This package contains text detection and recognition algorithm. It is for general use: given any image input, output detection and recognition results.
The implementation of text detection is based on:
Boris Epshtein, Eyal Ofek, Yonatan Wexler, "Detecting text in natural scenes with stroke width transform," Computer Vision and Pattern Recognition (CVPR) 2010.
1. Given an input image, detecting the text region based on the algorithm described in the paper above.
2. After the text region detected, cropped out region will be fed into tesseract ocr engine.
3. Instead of directly output ocr result, another dictionary search step is performed.

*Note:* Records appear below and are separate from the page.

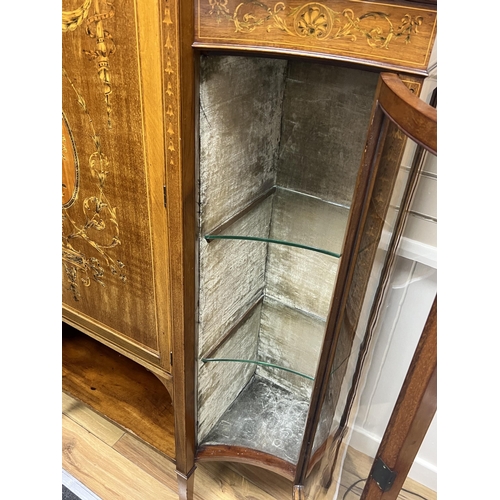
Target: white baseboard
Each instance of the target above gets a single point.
(423, 472)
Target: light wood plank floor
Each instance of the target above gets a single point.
(116, 465)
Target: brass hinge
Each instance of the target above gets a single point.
(382, 475)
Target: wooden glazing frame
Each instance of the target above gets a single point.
(417, 120)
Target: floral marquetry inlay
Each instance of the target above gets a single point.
(99, 231)
(343, 27)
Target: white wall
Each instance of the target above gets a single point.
(409, 298)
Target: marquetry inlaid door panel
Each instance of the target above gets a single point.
(114, 229)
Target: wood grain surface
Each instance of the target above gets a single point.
(119, 470)
(119, 389)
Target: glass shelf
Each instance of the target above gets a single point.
(297, 220)
(256, 362)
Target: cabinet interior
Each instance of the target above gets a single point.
(280, 144)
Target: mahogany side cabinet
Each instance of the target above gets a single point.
(226, 187)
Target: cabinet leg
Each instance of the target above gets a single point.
(298, 492)
(185, 484)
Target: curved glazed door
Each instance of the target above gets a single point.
(397, 113)
(115, 276)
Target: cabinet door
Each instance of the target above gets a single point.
(397, 114)
(115, 276)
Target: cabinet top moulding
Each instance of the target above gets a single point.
(390, 36)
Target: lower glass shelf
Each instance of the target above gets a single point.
(264, 417)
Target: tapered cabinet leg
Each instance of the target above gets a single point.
(298, 492)
(185, 485)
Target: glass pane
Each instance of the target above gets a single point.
(399, 295)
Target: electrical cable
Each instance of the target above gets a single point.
(361, 480)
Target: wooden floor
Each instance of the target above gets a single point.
(116, 465)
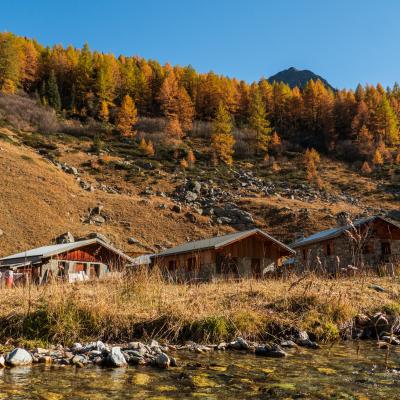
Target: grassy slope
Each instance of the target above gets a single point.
(38, 201)
(145, 306)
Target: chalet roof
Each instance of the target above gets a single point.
(335, 232)
(220, 241)
(52, 250)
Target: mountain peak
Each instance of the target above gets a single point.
(297, 77)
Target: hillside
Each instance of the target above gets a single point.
(295, 77)
(42, 194)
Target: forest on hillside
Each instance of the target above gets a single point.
(361, 124)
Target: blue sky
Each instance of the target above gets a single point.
(346, 42)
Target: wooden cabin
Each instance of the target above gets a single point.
(369, 242)
(76, 261)
(243, 254)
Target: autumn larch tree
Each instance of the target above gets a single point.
(104, 112)
(311, 161)
(52, 92)
(176, 105)
(258, 121)
(222, 140)
(387, 124)
(126, 117)
(190, 158)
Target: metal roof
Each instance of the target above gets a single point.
(335, 232)
(219, 241)
(52, 250)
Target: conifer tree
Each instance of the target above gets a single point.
(311, 161)
(190, 158)
(378, 159)
(104, 112)
(387, 125)
(150, 149)
(9, 63)
(258, 122)
(183, 164)
(222, 140)
(52, 93)
(127, 116)
(365, 168)
(275, 143)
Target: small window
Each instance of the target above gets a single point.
(329, 248)
(368, 248)
(191, 263)
(171, 265)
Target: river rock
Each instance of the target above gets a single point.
(19, 357)
(308, 343)
(162, 361)
(270, 350)
(45, 360)
(239, 344)
(115, 358)
(78, 360)
(289, 344)
(391, 339)
(177, 208)
(76, 347)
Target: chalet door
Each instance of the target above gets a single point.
(386, 251)
(256, 267)
(79, 267)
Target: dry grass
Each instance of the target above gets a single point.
(144, 305)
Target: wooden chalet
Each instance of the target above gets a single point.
(81, 260)
(243, 254)
(367, 242)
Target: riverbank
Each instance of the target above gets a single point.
(342, 370)
(146, 307)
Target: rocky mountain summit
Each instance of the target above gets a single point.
(296, 77)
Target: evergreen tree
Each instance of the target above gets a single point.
(222, 140)
(127, 116)
(52, 93)
(258, 122)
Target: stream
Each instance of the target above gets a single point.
(346, 370)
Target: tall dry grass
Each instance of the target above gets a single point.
(144, 305)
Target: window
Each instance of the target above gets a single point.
(329, 248)
(368, 248)
(171, 265)
(191, 263)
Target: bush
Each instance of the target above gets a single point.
(26, 114)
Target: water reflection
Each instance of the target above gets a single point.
(339, 372)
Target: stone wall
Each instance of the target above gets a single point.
(344, 254)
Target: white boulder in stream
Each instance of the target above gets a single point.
(162, 361)
(115, 358)
(19, 357)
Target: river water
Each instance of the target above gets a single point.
(342, 371)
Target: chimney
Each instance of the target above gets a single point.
(343, 218)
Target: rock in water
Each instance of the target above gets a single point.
(19, 357)
(162, 361)
(270, 350)
(115, 358)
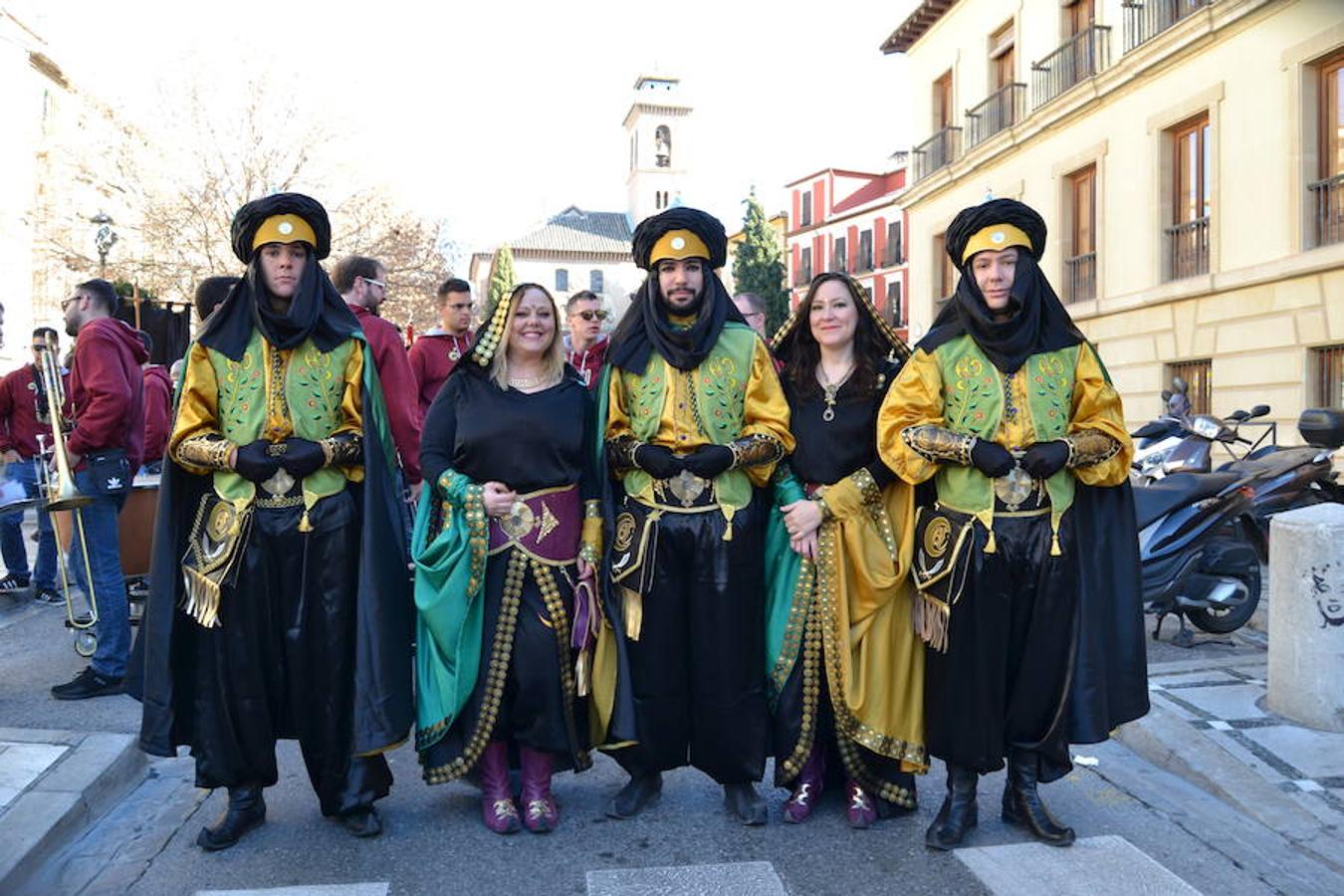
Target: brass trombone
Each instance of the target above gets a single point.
(62, 500)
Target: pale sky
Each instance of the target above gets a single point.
(495, 114)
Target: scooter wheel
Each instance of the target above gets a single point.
(1228, 621)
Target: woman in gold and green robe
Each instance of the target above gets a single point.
(845, 666)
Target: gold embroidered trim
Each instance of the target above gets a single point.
(1089, 448)
(936, 443)
(208, 452)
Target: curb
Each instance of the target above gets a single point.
(97, 772)
(1171, 743)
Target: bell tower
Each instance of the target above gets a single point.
(657, 130)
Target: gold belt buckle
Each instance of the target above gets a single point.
(687, 488)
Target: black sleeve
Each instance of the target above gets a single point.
(590, 487)
(438, 433)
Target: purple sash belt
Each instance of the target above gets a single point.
(548, 524)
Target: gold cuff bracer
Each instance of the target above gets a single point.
(756, 450)
(620, 454)
(590, 541)
(1089, 448)
(208, 452)
(345, 449)
(937, 445)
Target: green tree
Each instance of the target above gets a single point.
(759, 266)
(502, 277)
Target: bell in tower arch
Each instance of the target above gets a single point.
(663, 146)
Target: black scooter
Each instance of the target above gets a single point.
(1191, 567)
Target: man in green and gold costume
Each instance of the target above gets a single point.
(1027, 560)
(280, 600)
(695, 421)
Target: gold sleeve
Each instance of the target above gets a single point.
(914, 399)
(195, 441)
(1097, 411)
(765, 412)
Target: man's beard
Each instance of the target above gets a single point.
(680, 311)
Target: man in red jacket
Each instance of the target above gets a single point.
(436, 353)
(105, 450)
(157, 406)
(363, 284)
(23, 410)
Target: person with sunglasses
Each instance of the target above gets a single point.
(584, 344)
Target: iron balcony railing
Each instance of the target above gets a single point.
(1082, 277)
(1145, 19)
(1078, 60)
(1187, 249)
(1002, 111)
(1328, 210)
(937, 152)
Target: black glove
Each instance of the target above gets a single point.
(657, 461)
(709, 461)
(302, 457)
(991, 458)
(1045, 458)
(253, 462)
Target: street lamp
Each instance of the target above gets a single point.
(104, 239)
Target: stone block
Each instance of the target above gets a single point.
(736, 879)
(1306, 629)
(1095, 865)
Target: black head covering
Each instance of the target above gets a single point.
(1037, 322)
(316, 311)
(645, 326)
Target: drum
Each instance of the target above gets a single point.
(136, 527)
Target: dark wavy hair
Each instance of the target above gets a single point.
(799, 368)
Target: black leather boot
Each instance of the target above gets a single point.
(1023, 806)
(641, 791)
(744, 803)
(246, 810)
(959, 811)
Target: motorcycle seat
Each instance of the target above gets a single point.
(1153, 501)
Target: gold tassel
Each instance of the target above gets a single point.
(632, 607)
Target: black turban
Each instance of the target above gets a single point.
(1036, 320)
(645, 326)
(703, 225)
(252, 215)
(316, 310)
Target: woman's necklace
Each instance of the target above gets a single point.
(523, 383)
(830, 388)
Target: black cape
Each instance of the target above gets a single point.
(161, 665)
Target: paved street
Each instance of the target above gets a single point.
(1139, 822)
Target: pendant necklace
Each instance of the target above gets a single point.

Using letter appearance correlation, the closest word in dictionary is found as the final output.
run test script
After compiling the code, to test the code:
roscd read_text cd scripts sh test.sh
Which will read in a test image, a letter correlation matrix and a dictionary, output an image named ***_detection.jpg under the same directory, showing detected region with acceptable ocr results and final output text in the right side of the image.
command line usage
The following is just the content in test.sh:
rosrun read_text run_detect ../images/test_image.jpg ../fonts/correlation.txt ../dictionary/full-dictionary
First input is any image file readable by OpenCV, either color or gray-scale image.
The second is a correlation measurement for letter appearance, generated from letter templates under fonts/. The correlation file is a plain text file contains 62*62 float numbers between (0-1], indicating correlation between [a-z,A-Z,0-9]. Script for generating your own correlation file is coming soon.
The third input is the dictionary file, plain ASCII file with one word each line. The default dictionary provided in the package has 74550 words with both capital initial, capital all, lower all cases(e.g. Literate, LITERATE, literate), thus in size of 223650, 3 times larger. You can easily generate your own dictionary with all cases using scripts/dictionary.py. (Note: if you give smaller dictionary, the results will be more accurate.)
batch run detection
A script for batching up detection for images under the same directory (recursively) is also provided.
mkdir results cd results python scripts/filelist.py <path/to/input/folder>
The script recursively checks all images for certain formats(see the script for more detail) under input directory and run detection, outputting results under current directory where you run the script. Note, the input images should have different names, otherwise the results will be overwritten.
1. Currently, we use linear search over dictionary when correcting OCR results. A hash based search scheme will be implemented.
2. Following text region detection, we will add an additional step to rotate text into horizontal aligned, for better OCR results.
3. Maybe rewrite implementation in stroke width transform using OpenCV line iterator, may be faster.